Deploying the OIDC Client to Cloud Run

To make the OIDC client accessible at a stable URL over HTTPS, let's deploy it to Cloud Run, Google's fully managed container hosting platform. If you are using Google Cloud Shell, clone the GitHub repository, and change to the gcp-oidc-client directory. Make sure you select the project and authenticate yourself.

gcloud auth login
gcloud config set project YOUR_PROJECT_ID

For ease of deployment, I have created the following Dockerfile. Create a new Cloud Run service, select Continuously deploy from a repository, and set up the remote repository with Cloud Build. Select Dockerfile, provide the source location, update container properties if necessary, and, optionally, configure one-click Identity-Aware Proxy (IAP) integration. Once deployed, set up a custom domain mapping if you wish. If all goes well, your OIDC client should now be ready.

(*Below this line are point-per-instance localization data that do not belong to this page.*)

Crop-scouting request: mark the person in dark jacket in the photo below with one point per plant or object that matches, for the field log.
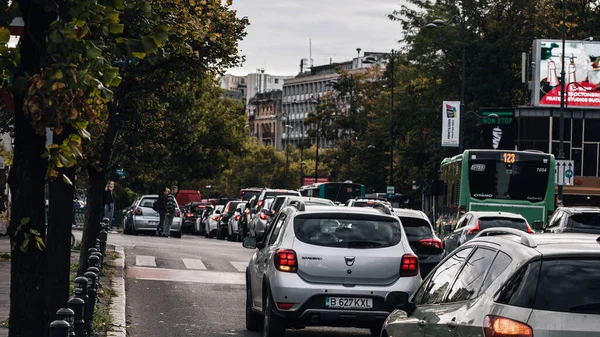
(171, 208)
(162, 210)
(108, 203)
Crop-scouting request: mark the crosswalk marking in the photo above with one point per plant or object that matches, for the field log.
(240, 266)
(145, 261)
(194, 264)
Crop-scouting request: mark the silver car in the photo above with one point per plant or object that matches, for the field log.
(327, 266)
(518, 284)
(145, 219)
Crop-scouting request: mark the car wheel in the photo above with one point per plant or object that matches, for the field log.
(254, 321)
(273, 325)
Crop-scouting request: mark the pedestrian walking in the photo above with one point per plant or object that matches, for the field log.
(108, 202)
(171, 207)
(161, 208)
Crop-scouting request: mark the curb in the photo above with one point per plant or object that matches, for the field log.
(117, 308)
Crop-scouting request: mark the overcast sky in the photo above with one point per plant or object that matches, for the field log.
(280, 30)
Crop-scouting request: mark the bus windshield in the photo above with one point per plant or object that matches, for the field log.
(520, 179)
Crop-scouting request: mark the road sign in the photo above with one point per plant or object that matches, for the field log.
(564, 172)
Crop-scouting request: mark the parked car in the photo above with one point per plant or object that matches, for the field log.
(225, 216)
(516, 284)
(145, 219)
(258, 222)
(212, 221)
(422, 238)
(327, 266)
(473, 222)
(572, 219)
(235, 232)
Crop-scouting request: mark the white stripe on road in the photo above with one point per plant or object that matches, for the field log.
(240, 266)
(145, 261)
(194, 264)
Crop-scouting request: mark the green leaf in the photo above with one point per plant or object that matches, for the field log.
(116, 28)
(93, 52)
(119, 4)
(4, 35)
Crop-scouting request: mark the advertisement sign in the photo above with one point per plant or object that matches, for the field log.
(582, 73)
(499, 126)
(450, 123)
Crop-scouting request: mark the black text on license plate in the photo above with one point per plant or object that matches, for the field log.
(348, 303)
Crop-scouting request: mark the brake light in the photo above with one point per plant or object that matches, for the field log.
(435, 242)
(474, 229)
(285, 260)
(494, 326)
(409, 266)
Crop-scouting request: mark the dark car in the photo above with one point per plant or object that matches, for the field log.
(228, 212)
(422, 238)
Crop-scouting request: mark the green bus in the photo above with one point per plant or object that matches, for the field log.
(334, 191)
(519, 182)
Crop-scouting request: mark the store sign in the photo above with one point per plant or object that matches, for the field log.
(499, 126)
(450, 123)
(582, 73)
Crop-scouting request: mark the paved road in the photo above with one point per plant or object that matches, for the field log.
(191, 287)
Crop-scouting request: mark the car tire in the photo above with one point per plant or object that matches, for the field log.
(254, 321)
(273, 325)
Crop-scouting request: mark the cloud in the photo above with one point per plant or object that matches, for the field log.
(280, 30)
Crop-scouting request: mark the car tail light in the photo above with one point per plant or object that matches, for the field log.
(494, 326)
(475, 229)
(409, 266)
(285, 260)
(285, 306)
(434, 242)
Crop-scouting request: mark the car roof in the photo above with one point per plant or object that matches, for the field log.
(549, 244)
(480, 214)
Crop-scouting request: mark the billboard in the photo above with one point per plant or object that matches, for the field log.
(450, 123)
(582, 73)
(499, 126)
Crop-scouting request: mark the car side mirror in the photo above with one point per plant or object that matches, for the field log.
(249, 242)
(537, 225)
(399, 300)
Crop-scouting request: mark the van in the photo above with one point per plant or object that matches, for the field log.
(186, 196)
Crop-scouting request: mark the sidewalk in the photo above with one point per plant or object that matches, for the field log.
(117, 308)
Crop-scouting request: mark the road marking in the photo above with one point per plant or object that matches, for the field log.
(145, 261)
(240, 266)
(178, 275)
(194, 264)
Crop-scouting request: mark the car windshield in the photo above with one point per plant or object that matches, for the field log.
(415, 227)
(344, 232)
(492, 222)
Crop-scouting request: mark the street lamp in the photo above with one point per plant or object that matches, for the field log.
(461, 20)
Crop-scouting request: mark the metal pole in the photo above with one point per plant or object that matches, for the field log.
(392, 140)
(561, 153)
(463, 113)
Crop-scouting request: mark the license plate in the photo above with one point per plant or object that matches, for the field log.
(348, 303)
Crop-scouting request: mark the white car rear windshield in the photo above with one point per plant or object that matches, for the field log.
(340, 232)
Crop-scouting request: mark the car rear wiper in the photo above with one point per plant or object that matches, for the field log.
(364, 244)
(588, 308)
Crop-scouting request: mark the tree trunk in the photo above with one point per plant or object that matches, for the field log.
(60, 218)
(97, 181)
(28, 313)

# Use the official lightweight Python image.
FROM python:3.12-slim

# Allow statements and log messages to immediately appear in the logs
ENV PYTHONUNBUFFERED True

# Copy local code to the container image
WORKDIR /app
COPY requirements.txt .
RUN pip install -r requirements.txt
COPY . .

ENV PORT=8501
CMD streamlit run ./app.py --server.port=${PORT} --server.address=0.0.0.0

Testing Federated Access Flow with the OIDC Client

Now that your OIDC client is up and running, let's test the available endpoints and various steps of the federated access flow. First, provide the OIDC Issuer URL, select Get OpenID Configuration, and click Submit. You should see the same response as querying the .well-known endpoint i.e. https://mock-oidc-idp.your-domain.com/.well-known/openid-configuration.

Next, select Get JWKS, and click Submit. You should be able to retrieve the JWT public key set from the location set by the jwks_uri attribute in the previous response i.e. https://mock-oidc-idp.your-domain.com/.well-known/jwks.json. This path is specific to the mock OIDC IdP; other OIDC providers may use a different location.

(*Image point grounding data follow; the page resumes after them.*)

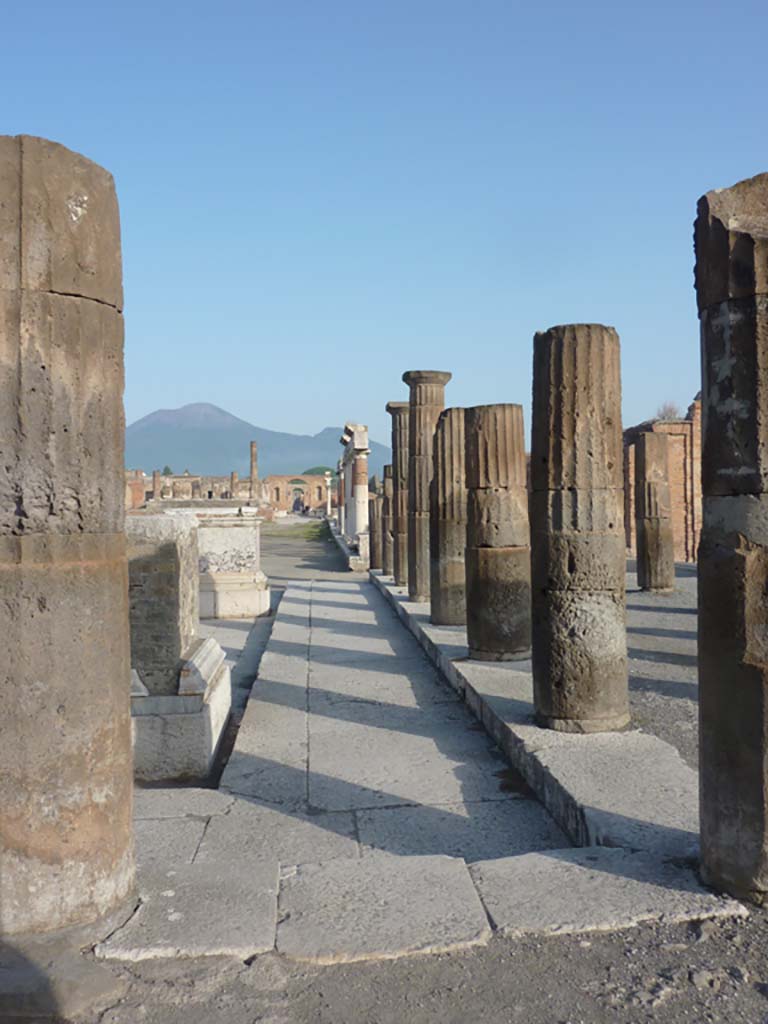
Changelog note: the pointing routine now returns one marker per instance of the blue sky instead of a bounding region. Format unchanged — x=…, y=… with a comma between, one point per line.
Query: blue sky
x=318, y=196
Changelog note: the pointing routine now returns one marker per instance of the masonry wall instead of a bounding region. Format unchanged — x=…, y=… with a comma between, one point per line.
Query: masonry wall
x=685, y=479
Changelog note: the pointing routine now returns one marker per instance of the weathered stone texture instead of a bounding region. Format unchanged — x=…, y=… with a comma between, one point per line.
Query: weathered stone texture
x=400, y=412
x=655, y=547
x=498, y=554
x=163, y=577
x=426, y=402
x=448, y=522
x=578, y=539
x=387, y=523
x=66, y=854
x=731, y=273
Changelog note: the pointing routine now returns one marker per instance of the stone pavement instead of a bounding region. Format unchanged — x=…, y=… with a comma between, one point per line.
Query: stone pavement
x=365, y=814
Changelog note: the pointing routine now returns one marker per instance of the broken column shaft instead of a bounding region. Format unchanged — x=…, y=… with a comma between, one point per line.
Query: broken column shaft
x=400, y=413
x=387, y=516
x=426, y=403
x=66, y=850
x=578, y=542
x=655, y=545
x=731, y=273
x=448, y=522
x=498, y=558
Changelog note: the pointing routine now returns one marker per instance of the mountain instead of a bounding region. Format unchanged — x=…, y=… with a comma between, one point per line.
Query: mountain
x=209, y=440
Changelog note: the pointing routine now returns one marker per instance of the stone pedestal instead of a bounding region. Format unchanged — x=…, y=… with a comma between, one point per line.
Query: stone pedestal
x=498, y=558
x=180, y=689
x=448, y=522
x=731, y=244
x=231, y=584
x=66, y=851
x=387, y=519
x=427, y=400
x=655, y=545
x=374, y=505
x=400, y=413
x=578, y=541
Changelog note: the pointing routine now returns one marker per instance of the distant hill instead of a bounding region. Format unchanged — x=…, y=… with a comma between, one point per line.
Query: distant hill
x=209, y=440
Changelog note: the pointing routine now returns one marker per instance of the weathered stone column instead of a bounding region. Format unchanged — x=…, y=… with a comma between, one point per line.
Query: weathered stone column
x=578, y=540
x=498, y=558
x=359, y=492
x=448, y=522
x=374, y=505
x=66, y=855
x=387, y=516
x=400, y=413
x=655, y=545
x=731, y=245
x=427, y=400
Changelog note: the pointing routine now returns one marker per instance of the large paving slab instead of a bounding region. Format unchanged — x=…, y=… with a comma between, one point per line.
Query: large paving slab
x=381, y=907
x=206, y=909
x=591, y=890
x=625, y=790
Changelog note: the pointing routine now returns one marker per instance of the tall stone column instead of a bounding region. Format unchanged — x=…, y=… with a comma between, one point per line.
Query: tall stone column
x=387, y=517
x=448, y=522
x=427, y=400
x=498, y=558
x=731, y=273
x=329, y=504
x=360, y=492
x=254, y=470
x=374, y=505
x=578, y=539
x=655, y=545
x=66, y=841
x=400, y=413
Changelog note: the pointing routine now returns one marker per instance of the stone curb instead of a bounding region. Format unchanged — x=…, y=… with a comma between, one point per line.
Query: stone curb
x=626, y=790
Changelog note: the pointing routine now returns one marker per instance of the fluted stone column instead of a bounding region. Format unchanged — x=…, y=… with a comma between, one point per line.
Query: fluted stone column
x=427, y=400
x=448, y=522
x=578, y=542
x=254, y=478
x=387, y=520
x=400, y=413
x=655, y=545
x=498, y=558
x=374, y=505
x=66, y=850
x=731, y=272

Generate a signed ID token from the OIDC IdP by providing the Subject and Email fields. For our environment, let's set Subject to gcs-sa, and Email to gcs-sa@your-project.iam.gserviceaccount.com, and click Submit. In the response, you'll get the raw ID token as well as the decoded claims. You can verify the claims at jwt.io too. You'll also get a raw access token and the corresponding decoded claims, but you can ignore that for now.

Next, exchange the signed ID token with Google Cloud STS for a federated access token. If you are testing the direct access flow, this token should be sufficient, else continue with the impersonation step. Ensure that the audience matches the workload identity provider resource name, as described above.

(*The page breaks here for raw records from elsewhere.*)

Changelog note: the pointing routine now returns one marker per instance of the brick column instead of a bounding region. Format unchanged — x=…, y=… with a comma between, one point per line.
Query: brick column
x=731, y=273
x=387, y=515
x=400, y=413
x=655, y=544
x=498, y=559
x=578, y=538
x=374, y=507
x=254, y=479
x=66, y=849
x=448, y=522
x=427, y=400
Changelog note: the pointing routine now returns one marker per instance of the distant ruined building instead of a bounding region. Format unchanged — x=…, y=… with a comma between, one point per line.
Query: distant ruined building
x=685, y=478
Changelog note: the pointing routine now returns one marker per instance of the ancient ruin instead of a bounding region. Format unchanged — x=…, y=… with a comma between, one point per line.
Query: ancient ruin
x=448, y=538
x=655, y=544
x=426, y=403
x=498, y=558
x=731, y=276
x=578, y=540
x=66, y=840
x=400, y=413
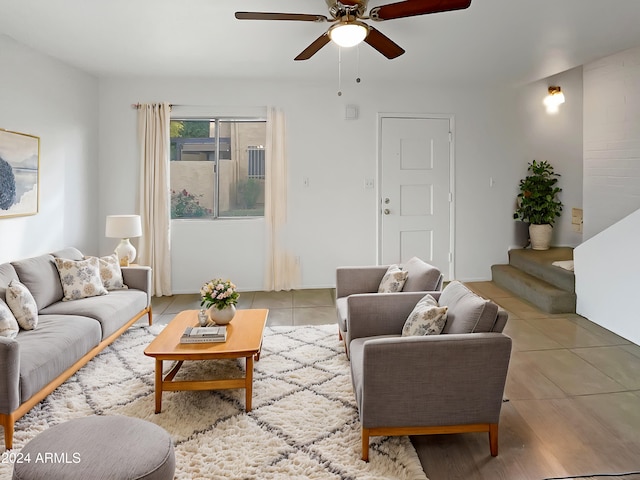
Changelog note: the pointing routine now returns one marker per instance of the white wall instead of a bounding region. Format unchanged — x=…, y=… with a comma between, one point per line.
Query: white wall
x=46, y=98
x=611, y=139
x=606, y=263
x=558, y=139
x=333, y=221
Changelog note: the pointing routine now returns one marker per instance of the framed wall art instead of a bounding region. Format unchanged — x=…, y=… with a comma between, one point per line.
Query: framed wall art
x=19, y=174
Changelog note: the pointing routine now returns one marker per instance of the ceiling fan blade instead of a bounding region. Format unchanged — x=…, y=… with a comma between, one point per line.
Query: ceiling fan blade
x=312, y=49
x=383, y=44
x=302, y=17
x=410, y=8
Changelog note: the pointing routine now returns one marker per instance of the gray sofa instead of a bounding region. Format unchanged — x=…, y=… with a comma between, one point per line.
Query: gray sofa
x=413, y=385
x=68, y=333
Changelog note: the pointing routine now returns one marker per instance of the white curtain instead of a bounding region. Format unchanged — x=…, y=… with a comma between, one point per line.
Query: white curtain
x=281, y=271
x=154, y=245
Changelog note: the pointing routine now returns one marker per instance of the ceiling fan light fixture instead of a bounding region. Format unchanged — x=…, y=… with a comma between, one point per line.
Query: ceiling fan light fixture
x=348, y=34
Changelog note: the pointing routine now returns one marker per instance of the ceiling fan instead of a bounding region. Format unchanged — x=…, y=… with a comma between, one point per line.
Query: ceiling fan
x=348, y=29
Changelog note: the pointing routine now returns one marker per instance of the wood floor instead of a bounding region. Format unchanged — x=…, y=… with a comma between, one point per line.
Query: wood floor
x=573, y=404
x=573, y=393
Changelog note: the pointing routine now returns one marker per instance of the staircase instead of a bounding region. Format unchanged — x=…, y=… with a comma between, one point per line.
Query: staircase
x=531, y=276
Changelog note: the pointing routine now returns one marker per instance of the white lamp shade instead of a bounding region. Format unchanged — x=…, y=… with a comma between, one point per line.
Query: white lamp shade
x=123, y=226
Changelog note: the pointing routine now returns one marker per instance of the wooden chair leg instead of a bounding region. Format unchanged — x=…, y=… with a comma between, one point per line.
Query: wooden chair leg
x=493, y=439
x=8, y=424
x=365, y=444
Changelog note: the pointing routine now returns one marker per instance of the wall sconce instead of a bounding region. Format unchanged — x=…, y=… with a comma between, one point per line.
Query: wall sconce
x=554, y=100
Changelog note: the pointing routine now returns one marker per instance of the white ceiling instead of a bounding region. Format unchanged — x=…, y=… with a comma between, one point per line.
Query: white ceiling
x=503, y=41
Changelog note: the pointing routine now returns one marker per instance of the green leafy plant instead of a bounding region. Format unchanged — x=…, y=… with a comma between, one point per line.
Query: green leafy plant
x=538, y=198
x=186, y=205
x=250, y=191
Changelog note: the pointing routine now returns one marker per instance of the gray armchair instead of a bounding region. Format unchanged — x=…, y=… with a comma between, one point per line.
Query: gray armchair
x=415, y=385
x=352, y=281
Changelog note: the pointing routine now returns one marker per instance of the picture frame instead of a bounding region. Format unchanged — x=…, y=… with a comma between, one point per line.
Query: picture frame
x=19, y=174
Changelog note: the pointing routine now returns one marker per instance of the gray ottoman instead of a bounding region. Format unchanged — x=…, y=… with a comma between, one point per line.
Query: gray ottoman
x=114, y=448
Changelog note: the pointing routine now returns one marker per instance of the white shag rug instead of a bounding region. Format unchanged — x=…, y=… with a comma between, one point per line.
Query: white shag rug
x=303, y=424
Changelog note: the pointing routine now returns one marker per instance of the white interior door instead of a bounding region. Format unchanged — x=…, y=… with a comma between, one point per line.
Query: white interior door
x=416, y=191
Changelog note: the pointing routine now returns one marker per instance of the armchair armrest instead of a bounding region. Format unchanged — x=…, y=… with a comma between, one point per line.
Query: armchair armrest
x=138, y=277
x=373, y=314
x=432, y=380
x=350, y=280
x=10, y=378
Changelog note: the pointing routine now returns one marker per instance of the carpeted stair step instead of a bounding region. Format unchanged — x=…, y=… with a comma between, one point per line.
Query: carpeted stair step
x=538, y=263
x=542, y=294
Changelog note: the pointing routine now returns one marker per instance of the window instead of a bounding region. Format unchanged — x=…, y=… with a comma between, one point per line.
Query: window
x=217, y=168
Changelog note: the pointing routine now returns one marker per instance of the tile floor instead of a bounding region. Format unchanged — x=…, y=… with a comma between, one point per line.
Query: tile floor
x=573, y=391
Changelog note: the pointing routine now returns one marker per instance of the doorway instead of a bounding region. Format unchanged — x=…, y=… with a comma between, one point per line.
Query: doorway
x=415, y=159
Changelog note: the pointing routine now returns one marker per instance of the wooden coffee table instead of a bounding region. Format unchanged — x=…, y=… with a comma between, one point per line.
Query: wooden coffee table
x=244, y=339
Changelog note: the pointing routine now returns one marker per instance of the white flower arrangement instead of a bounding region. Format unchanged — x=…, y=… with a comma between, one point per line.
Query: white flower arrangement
x=219, y=293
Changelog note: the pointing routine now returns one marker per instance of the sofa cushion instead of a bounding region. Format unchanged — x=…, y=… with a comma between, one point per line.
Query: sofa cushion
x=40, y=276
x=23, y=305
x=421, y=277
x=7, y=273
x=468, y=312
x=342, y=310
x=393, y=280
x=55, y=346
x=8, y=324
x=80, y=278
x=110, y=272
x=112, y=311
x=71, y=253
x=427, y=318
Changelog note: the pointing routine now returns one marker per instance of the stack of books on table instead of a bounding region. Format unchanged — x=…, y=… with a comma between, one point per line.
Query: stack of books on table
x=204, y=334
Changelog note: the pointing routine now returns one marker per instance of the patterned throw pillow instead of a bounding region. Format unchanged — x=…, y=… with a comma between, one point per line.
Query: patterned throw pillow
x=81, y=278
x=110, y=273
x=22, y=304
x=8, y=324
x=427, y=318
x=393, y=280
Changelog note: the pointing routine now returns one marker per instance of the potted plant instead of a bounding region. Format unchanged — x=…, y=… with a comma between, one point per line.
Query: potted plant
x=538, y=203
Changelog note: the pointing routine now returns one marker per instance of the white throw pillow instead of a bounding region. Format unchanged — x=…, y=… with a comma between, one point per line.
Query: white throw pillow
x=23, y=305
x=110, y=273
x=393, y=280
x=8, y=324
x=80, y=278
x=427, y=318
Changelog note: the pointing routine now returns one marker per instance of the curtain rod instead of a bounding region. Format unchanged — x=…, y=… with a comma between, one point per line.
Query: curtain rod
x=138, y=105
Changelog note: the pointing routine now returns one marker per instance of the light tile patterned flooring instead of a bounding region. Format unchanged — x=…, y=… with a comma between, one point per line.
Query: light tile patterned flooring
x=573, y=390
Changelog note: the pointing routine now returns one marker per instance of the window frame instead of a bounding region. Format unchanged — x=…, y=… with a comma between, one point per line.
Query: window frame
x=218, y=120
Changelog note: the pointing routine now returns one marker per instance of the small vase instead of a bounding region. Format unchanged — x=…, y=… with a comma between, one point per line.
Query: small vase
x=222, y=317
x=540, y=236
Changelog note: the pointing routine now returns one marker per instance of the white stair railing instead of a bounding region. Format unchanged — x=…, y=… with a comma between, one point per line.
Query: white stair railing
x=607, y=269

Use the federated access token to impersonate the service account with access to the Google Cloud resources (in this case, the Google Cloud Storage bucket). Ensure that the service account email is valid. You'll get a service account access token in return from Google Cloud IAM service.

Finally, use the service account access token to list all the Google Cloud Storage (GCS) buckets in the specified project. Ensure that your service account has privileges to list buckets. For this walkthrough, I've granted the Storage Admin role to the gcs-sa service account.

Well, that concludes the two-part series on secure federated access to Google Cloud. As with my previous post, I'd like to highlight that both the mock OIDC IdP and the client are designed solely for development and testing purposes. They have critical authentication and authorisations checks missing, and should not be used in production. Nevertheless, this entire walkthrough has helped me understand and appreciate both OIDC and workload identity federation much better. Feel free to clone the repo, deploy the IdP and client, and play around with different options, especially direct access, pool mappings, principalSet bindings, and attribute-based conditions.